Finance: Investors from Qatar are taking over Luxembourg’s KBL Private Bank, while the finance minister confirms Qatar’s state investment fund is buying BIL.
Luc Frieden confirmed that QIA would acquire a majority stake in BIL from troubled Dexia Group and the Luxembourg state a minority share during a press conference on Monday. Financial terms are still being discussed and will only be announced at the end of the two-week exclusive negotiation period that ends on October 24.

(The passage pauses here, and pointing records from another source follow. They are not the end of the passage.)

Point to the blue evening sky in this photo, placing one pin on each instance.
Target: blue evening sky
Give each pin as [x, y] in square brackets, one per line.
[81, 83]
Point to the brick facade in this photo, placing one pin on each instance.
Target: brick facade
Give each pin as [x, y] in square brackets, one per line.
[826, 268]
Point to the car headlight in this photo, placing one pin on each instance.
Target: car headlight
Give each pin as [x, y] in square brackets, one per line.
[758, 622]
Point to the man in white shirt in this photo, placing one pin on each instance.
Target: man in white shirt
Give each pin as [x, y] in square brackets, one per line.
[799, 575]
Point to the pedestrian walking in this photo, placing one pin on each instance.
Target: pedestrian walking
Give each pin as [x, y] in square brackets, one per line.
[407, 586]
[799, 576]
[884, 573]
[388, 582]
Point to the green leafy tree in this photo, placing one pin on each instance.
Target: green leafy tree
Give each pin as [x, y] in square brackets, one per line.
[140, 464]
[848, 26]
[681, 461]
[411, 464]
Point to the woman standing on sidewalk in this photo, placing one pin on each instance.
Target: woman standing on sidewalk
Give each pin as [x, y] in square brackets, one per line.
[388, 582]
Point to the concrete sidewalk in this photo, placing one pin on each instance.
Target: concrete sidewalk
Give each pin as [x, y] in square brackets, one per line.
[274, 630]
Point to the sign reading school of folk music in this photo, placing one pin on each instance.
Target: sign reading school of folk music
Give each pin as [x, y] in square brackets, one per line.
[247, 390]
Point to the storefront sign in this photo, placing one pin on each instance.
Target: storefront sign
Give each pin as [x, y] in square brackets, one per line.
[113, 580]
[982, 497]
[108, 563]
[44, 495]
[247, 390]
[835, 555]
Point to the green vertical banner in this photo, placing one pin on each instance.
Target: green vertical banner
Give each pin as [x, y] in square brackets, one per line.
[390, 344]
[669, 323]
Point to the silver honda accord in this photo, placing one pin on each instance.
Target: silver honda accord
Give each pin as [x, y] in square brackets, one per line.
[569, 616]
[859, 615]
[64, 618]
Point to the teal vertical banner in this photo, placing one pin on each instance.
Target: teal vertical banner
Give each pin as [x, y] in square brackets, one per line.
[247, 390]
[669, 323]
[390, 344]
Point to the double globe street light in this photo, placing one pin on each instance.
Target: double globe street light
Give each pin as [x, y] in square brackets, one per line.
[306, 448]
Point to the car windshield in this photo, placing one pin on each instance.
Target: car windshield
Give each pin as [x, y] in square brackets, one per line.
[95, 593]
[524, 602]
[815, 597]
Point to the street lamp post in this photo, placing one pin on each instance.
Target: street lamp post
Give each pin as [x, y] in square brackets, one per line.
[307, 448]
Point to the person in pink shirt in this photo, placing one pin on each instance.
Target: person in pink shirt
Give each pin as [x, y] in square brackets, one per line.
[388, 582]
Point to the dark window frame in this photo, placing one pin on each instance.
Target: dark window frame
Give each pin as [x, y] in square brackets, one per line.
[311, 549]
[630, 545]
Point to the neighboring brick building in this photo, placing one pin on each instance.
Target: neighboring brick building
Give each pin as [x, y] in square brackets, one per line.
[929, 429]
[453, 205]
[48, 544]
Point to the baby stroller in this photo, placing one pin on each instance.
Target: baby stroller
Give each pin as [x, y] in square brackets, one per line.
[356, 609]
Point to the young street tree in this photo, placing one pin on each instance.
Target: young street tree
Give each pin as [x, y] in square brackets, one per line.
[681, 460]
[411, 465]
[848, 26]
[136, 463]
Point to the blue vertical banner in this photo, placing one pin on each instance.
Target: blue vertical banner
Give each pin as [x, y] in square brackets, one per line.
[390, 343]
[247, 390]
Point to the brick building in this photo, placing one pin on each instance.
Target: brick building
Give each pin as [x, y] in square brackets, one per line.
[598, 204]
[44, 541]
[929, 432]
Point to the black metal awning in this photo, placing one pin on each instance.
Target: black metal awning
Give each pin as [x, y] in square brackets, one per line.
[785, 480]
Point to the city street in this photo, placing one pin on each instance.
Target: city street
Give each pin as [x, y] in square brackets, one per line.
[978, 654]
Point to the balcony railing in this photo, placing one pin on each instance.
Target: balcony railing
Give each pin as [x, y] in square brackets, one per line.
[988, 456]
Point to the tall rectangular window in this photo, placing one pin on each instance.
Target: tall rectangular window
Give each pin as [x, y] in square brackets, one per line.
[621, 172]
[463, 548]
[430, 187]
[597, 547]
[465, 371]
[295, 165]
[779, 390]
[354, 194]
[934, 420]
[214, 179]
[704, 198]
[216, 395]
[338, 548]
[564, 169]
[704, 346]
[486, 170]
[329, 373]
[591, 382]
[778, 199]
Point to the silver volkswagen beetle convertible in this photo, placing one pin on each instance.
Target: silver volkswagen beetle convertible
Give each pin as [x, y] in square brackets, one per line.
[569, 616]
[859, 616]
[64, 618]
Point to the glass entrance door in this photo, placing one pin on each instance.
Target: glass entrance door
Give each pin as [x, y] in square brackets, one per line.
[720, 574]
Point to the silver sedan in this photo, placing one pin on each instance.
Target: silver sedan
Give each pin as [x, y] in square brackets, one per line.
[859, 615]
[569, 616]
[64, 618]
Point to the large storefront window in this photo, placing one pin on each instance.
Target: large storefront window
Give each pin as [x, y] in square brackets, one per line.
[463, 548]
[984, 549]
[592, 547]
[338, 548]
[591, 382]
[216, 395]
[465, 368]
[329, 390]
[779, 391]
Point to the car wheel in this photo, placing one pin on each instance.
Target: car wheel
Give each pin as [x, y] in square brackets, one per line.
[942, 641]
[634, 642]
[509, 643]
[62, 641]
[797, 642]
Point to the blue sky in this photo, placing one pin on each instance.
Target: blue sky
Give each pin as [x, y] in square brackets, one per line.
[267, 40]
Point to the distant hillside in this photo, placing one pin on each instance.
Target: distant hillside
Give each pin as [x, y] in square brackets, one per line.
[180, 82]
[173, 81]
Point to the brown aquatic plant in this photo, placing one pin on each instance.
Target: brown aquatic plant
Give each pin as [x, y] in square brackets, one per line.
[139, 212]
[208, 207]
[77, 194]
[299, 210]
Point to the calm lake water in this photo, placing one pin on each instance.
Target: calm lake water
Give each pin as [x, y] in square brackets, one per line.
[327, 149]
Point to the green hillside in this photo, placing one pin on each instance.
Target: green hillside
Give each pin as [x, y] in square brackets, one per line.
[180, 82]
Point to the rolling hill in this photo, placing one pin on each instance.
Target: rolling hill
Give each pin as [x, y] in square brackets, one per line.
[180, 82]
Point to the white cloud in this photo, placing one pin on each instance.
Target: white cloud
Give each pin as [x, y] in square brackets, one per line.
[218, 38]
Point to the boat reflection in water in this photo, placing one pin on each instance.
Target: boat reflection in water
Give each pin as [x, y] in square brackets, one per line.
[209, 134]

“The sale of BIL is in the national interest, because it is a systemic bank,” the finance minister explained. The Luxembourg government would not be allowed under European competition law to wholly takeover BIL, as the Grand Duchy already owns 100 percent of BCEE and one-third of BGL BNP Paribas.
Driven by the sovereign debt crisis, Dexia Group is being forced to sell its profitable operations as part of a bailout by the Belgian, French and Luxembourg governments. However, BIL customer “deposits are 100 percent safe, I would even say 200 percent,” Frieden stressed.
Dexia company flags were already in the process of being removed from the front of BIL’s route d’Esch headquarters by the time Frieden met with the media (photo).
In related news, Precision Capital--a Luxembourg firm controlled by Qatari investors--agreed to purchase KBL, the profitable private banking and life insurance unit of KBC, for just over one billion euro.
The sale of KBL was required by the European Commission when the Belgian state bailed-out KBC in 2008. Earlier this year, financial regulators rejected a proposed bid by India’s Hinduja to take over the Luxembourg-based subsidiary.
KBL had 47 billion euro in assets under management at the end of June and will continue to be based in Luxembourg, the company said in a statement. The firms hope to receive regulatory approval during the first quarter of 2012.
Qataris under scrutiny
Last week the socialist political party déi Lénk issued a critique against continued Qatari investment in key Luxembourg industries. The party asked why the government could not find Luxembourg buyers for BIL. The sale was part of what déi Lénk called the “Mittalisation” of the Grand Duchy’s economy, a reference to the Indian steel giant Mittal’s takeover of Arcelor.
Over the summer, Qatar Airways--also controlled by the QIA and members of Qatar’s royal family--bought 35 percent of Cargolux. In recent years, the Qatari fund has taken notable stakes in German carmakers Porsche and Volkswagen, Spanish utility Iberdrola, British retailer Harrods, and financial firms Agricultural Bank of China, Barclays and Santander, as well as Greece’s two largest banks.
The QIA is reportedly worth 70 billion US dollars. However financial analysts say Qatari and other Gulf investors are unlikely to have a big impact on European banks in the long-term. “Not even Qatar’s pockets are deep enough to really throw meaningful capital at the European financial system,” Rachel Ziemba, director at Roubini Global Economics in London, told Reuters.
More to come?
Qatari interest in Luxembourg “comes as no surprise” given the Grand Duchy’s recent relationship-building efforts, Luc Frieden told the press. The Cargolux deal is leading to new air passenger service between Findel and the Asia via Doha, which will only aid in helping grow links between Luxembourg’s financial centre and emerging Asian economies, he said.
The AP news agency separately reported that Qatar Airways will start cargo service between Doha and Atlanta, Houston and Toronto in November, with the jets stopping at Cargolux’s centre in Luxembourg.